Starting in early February, I was a part of a workshop group working with Maia Draper-Reich on her dance honors thesis on non-verbal communication through dance movement and improv. This essay is a self-reflection of the entire process.

My movement history has mainly been sports-related. I played soccer until I was 17, even playing on a club team for a couple years. I began running track in 6th grade, and I haven’t stopped since. I did do ballet and gymnastics when I was younger, but competitive sports have always been my movement, my performance and my way of expressing myself.

But I always have loved dancing.

As a child, whenever my mom had business meetings and my sister and I were left with my dad, he would put on old classic rock CDs and we’d swing dance around the living room; I think that’s where the core of my dance movement comes from. I’ve noticed, through this workshop, that how I like to move is leaning forward, stepping backwards, and twisting and turning.

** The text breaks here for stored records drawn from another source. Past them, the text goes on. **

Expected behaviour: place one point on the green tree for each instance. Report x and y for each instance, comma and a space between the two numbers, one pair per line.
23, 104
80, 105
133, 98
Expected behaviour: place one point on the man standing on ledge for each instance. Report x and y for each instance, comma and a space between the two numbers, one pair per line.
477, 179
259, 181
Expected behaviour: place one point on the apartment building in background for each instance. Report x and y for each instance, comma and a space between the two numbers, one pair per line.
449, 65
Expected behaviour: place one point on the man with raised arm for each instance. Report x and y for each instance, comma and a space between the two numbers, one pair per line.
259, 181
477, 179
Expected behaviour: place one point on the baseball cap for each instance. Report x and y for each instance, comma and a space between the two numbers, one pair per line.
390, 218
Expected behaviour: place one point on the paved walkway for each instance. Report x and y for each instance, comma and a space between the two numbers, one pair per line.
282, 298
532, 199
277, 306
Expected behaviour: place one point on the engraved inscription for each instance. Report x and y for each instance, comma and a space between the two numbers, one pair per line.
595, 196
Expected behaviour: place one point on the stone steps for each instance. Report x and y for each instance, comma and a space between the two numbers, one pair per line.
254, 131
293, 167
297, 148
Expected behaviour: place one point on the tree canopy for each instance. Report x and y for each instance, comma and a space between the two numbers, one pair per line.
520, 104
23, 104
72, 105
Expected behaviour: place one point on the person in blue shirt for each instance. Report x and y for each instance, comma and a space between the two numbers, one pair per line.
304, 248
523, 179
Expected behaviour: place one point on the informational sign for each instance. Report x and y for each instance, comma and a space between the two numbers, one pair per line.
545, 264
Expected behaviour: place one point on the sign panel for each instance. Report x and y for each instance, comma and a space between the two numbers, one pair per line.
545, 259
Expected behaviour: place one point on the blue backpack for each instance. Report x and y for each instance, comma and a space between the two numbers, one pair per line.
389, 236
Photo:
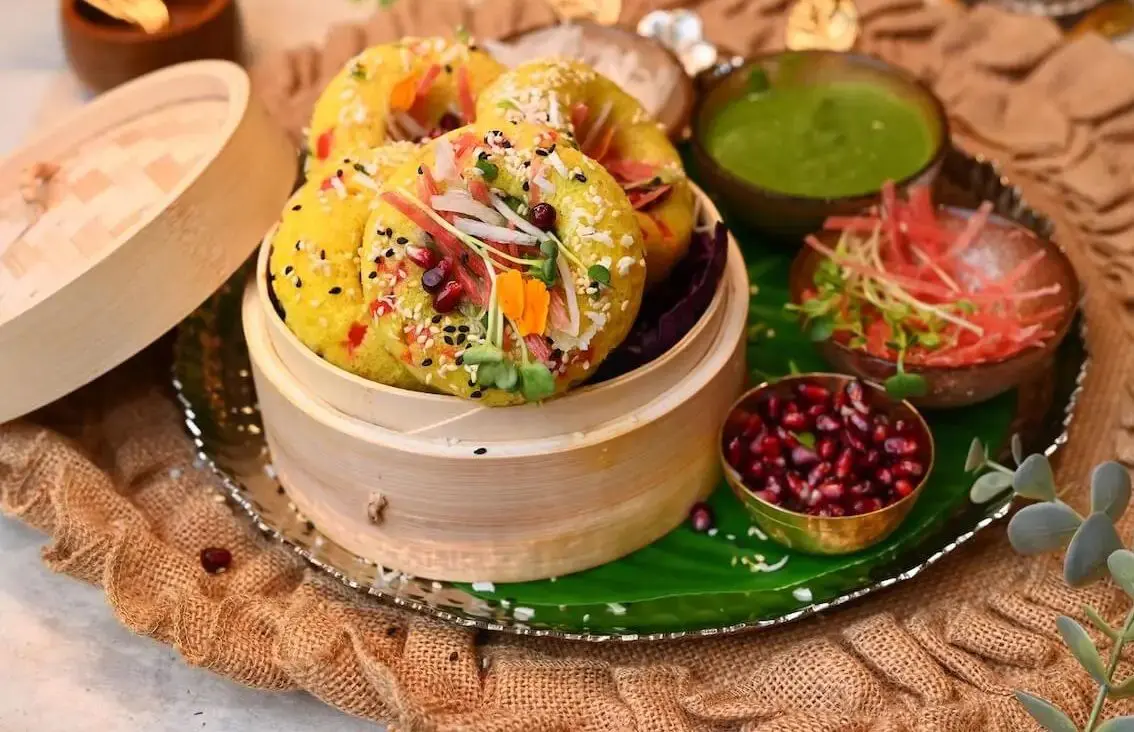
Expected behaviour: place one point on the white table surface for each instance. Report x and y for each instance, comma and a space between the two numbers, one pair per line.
66, 663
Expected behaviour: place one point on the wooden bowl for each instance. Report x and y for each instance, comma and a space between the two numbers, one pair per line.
106, 52
784, 215
162, 190
506, 494
1001, 245
830, 535
676, 111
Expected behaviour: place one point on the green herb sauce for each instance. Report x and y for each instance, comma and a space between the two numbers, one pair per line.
822, 141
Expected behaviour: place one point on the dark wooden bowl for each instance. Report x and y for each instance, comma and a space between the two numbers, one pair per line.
106, 52
1001, 246
785, 216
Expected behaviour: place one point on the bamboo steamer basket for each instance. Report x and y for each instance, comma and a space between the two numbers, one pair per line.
150, 197
439, 487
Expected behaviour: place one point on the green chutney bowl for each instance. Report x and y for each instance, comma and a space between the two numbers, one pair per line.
789, 216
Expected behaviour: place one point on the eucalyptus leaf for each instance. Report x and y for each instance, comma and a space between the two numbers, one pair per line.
1099, 623
1042, 527
1082, 647
1086, 554
1033, 478
1122, 690
1049, 716
976, 456
989, 485
1122, 569
903, 385
1110, 490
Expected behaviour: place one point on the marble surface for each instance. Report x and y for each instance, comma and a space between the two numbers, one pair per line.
66, 663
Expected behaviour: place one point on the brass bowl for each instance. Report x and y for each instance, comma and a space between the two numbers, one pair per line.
1001, 246
828, 535
784, 215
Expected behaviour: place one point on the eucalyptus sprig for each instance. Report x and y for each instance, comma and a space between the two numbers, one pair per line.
1093, 550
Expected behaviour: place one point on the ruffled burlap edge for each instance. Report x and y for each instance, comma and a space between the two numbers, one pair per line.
108, 473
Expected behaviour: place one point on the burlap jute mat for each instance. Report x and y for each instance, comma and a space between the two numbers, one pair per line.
107, 473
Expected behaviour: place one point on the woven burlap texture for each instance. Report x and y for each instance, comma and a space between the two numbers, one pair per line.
108, 473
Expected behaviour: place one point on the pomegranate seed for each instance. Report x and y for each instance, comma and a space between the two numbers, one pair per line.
434, 278
803, 457
787, 439
542, 216
422, 257
701, 517
814, 393
899, 447
827, 423
854, 440
845, 464
817, 474
448, 297
795, 420
871, 458
216, 560
859, 422
832, 491
734, 452
908, 469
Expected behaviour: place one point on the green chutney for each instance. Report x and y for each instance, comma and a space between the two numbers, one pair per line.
821, 141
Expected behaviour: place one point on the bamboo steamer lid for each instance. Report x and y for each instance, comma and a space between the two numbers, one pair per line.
124, 218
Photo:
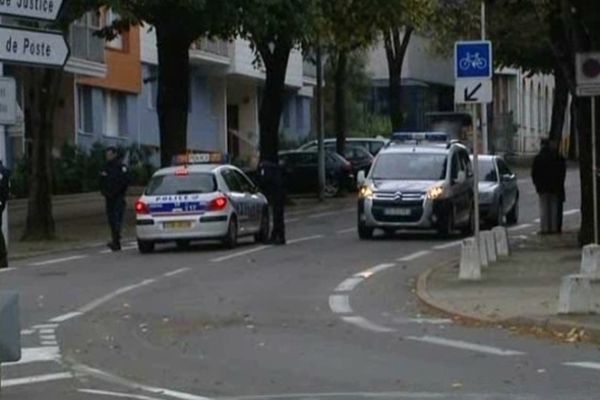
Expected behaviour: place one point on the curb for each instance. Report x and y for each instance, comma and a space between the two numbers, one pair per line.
553, 325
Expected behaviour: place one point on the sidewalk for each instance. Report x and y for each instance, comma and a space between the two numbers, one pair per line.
81, 222
519, 293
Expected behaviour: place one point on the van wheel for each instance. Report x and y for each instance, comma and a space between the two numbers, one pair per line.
230, 239
145, 246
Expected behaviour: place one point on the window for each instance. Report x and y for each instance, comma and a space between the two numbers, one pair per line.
85, 109
116, 114
117, 42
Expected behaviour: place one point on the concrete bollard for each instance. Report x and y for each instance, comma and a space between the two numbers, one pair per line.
590, 261
490, 243
483, 256
501, 238
575, 296
470, 268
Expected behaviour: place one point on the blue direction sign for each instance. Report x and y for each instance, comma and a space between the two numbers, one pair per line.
473, 59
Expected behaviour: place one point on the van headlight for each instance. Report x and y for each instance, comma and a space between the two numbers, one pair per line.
365, 192
435, 192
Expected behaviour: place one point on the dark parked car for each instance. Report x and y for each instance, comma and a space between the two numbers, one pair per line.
301, 172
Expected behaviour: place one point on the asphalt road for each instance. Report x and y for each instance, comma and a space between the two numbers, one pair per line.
293, 322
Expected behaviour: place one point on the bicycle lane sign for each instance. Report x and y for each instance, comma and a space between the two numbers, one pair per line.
473, 59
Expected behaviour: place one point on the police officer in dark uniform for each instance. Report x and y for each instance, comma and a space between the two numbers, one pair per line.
271, 180
114, 180
4, 194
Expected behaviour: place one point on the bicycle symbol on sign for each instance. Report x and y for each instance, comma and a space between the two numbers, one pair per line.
472, 61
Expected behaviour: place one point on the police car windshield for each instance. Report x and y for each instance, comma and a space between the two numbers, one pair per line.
182, 184
410, 166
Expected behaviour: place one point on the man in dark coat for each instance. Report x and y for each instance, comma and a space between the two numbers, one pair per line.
548, 174
114, 180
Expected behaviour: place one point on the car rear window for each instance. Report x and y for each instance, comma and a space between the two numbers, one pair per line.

Since being at Conn, I’ve had the most exposure to modern dance I've ever had in my life. I guess being paired with my freshman roommate, Emily, was the best thing that could have happened to me dance-wise. I’ve been to just about every dance performance put on by the College's Dance Department for the last four years. It has come to the point where I know the dance professors, the dancers, and I'm able to go to performances and appreciate dance so much more. Due to all this exposure over the last few years, when I heard that Maia needed some non-dancers majors to participate in her honors thesis, I jumped (literally and figuratively) at the opportunity.  

While the finagling of scheduling took some time to figure out, we finally solved it and I was part of a seven-person group who would be working with Maia on her honors thesis. As a “non-dancer,” I was so incredibly nervous going into this. I love dancing, but most of it is done in the privacy of my own room to music I love. Also, to be put in a space with dancers who I had seen dance before—wonderful, beautiful dancers—also made me terrified. Even though there were other “non-dancers,” I was sure I would be the most awkward of them all.

While this certainly might have been the case, it definitely didn’t feel like it. One of our first exercises was to find a space and dance with our eyes closed. Perfect—I could get in my head, turn off the world and just dance. I couldn’t see what anyone else was doing; I felt completely alone, safe and free to just dance how I wanted.

As our workshops went on, I began looking forward to the dance sessions the way I got excited about pole vault practice. It was something that was very individual to me, and I got so much joy out of doing it.

Through this experience, I made some incredible connections with my dance collaborators. I was not very close with most of them before this workshop, but I got to know them and how they move very well. Our interests and majors span a wide range of topics at Conn and, without working on this project, I might not have met them and gotten as close to them as I am now.

One of my final contributions to this project was during the last workshop. Each of us had to bring in an improv or dance exercise to share with the class. I reimagineded an improv exercise from my high school drama class, with five or so dancers dancing together with two dancers watching. At any point, one of the watching dancers could call "freeze," and they would replace one of the dancers. Maia called it “Marina Freeze Score" and included it in the final workshop at the end of the semester.

Coming from being so nervous in the beginning to having a dance piece I created being used in our finalé was truly amazing.